Consent of Raymond James & Associates, Inc.

Raymond James & Associates, Inc. or "Raymond James" consents to the inclusion and description of our opinion letter dated October 8, 2014 to the Board of Directors of Dawson Geophysical Company included as Annex B to the Joint Proxy Statement/Prospectus of TGC Industries, Inc. which forms the Registration Statement on Form S-4 and the references to our firm in such Joint Proxy Statement/Prospectus under the headings of "Summary—Opinion of Raymond James & Associates, Inc., Financial Advisor to Dawson," "The Merger—Background of the Merger," "The Merger—Dawson's Reasons for the Merger," "The Merger—Recommendation of the Dawson Board of Directors," and "The Merger—Opinion of Dawson's Financial Advisor."
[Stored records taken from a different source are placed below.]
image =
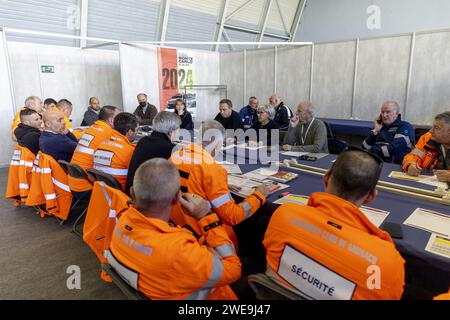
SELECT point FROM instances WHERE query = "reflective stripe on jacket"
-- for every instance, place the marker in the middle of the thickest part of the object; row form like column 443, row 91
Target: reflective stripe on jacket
column 84, row 153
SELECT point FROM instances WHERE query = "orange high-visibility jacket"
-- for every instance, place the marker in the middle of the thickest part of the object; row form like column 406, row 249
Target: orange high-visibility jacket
column 425, row 155
column 113, row 157
column 105, row 207
column 166, row 262
column 58, row 197
column 35, row 194
column 330, row 250
column 202, row 176
column 445, row 296
column 26, row 166
column 84, row 153
column 12, row 187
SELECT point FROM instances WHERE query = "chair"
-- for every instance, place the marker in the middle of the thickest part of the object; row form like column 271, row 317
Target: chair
column 267, row 289
column 108, row 179
column 336, row 146
column 122, row 285
column 75, row 171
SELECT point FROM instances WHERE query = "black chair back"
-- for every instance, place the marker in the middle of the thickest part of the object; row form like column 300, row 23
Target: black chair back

In giving such consent, we do not admit that we come within the category of persons whose consent is required under Section 7 of the Securities Act of 1933, as amended, or the rules and regulations of the Securities and Exchange Commission promulgated thereunder, nor do we admit that we are experts with respect to any part of such Registration Statement within the meaning of the terms "experts" as used in the Securities Act of 1933, as amended, or the rules and regulations of the Securities and Exchanges Commission thereunder.

/s/ Raymond James & Associates, Inc.